Parameter 9: Testing Requirements

Valve test requirements must be specified at order stage — requesting API 598 test reports after the valves have been manufactured and shipped is too late. Standard test specifications: API 598 shell test (hydrostatic, 1.5× pressure rating, 3-minute hold), seat test (hydrostatic or pneumatic, 1.1× pressure rating), and backseat test (rising stem valves); ISO 5208 (European equivalent of API 598, with Rate A, B, C, D leakage allowances for seats); ASME B16.34 hydrostatic shell test; fire test per API 607 (soft-seated valves) or API 6FA (all valve types) for fire-safe specification; PMI (Positive Material Identification) by XRF on all stainless and alloy steel pressure parts; Charpy impact test for low-temperature service; HIC/SSC test per NACE TM0284/TM0177 for sour service; NDE (non-destructive examination) per ASME VIII Div. 1 or API 598 for critical service.

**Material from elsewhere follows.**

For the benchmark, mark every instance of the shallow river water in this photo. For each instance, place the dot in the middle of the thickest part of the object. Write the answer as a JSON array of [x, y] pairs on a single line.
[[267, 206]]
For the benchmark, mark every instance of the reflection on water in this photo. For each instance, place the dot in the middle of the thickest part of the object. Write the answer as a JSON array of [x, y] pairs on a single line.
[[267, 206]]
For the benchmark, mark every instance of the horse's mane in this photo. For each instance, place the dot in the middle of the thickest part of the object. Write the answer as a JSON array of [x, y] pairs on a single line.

Parameter 10: Actuation and Accessories

Specify whether the valve is to be supplied manual (handwheel, lever, or gear operator) or actuated. For actuated valves, state: actuator type (pneumatic scotch-yoke, rack-and-pinion, electric multi-turn, hydraulic); fail-safe action (fail open, fail closed, fail in last position); supply pressure for pneumatic actuators (typically 4–7 bar instrument air); electrical supply for electric actuators (220V/415V/480V, 50Hz/60Hz); control signal type (4-20mA, 0-10V, HART, PROFIBUS, Foundation Fieldbus); accessories required (solenoid valve, limit switches, position feedback transmitter, manual override, handwheel declutch, explosion-proof (EExd) enclosure for hazardous area); and SIL rating (IEC 61511 SIL 2 or SIL 3 for ESD service).

Common Specification Mistakes and How to Avoid Them

  • Specifying 'ANSI Class 150 carbon steel ball valve' without body material ASTM grade — manufacturer defaults to lowest-cost grade
  • Omitting end connection facing type — RF vs FF makes a joint leak if mismatched
  • Not specifying NACE MR0175 for H2S-containing streams — non-NACE trim will fail by SSC in sour gas service
  • Ordering API 598 test certificates as an afterthought — some manufacturers do not routinely keep records; request at order stage
  • Specifying manual valve when an actuator is needed for remote isolation — retrofitting actuators on installed valves is expensive
  • Specifying soft-seated ball valves for fire-zone service without API 607 fire-safe requirement
  • Using inch sizing (e.g., '2 inch') without specifying NPS or DN — creates ambiguity with DN50 vs DN65 in some European catalogs

RFQ Turnaround Tips

To get fast and accurate quotations from valve suppliers: always attach a valve datasheet (VDS) or line list table rather than describing requirements in prose; specify all 10 parameters above in the datasheet; include quantity, delivery date required, and delivery destination in the first communication; state the applicable project standard or company specification (e.g., BP GS 142-1, Shell DEP, Aramco SAES) if applicable; and confirm whether TR (Third Party Inspection) is required and by which TPIA (SGS, Bureau Veritas, TÜV, Lloyds, DNV). A complete RFQ with all 10 parameters specified can receive a firm quotation in 24–48 hours. An incomplete RFQ requires multiple rounds of technical clarification and can take 5–10 days to resolve.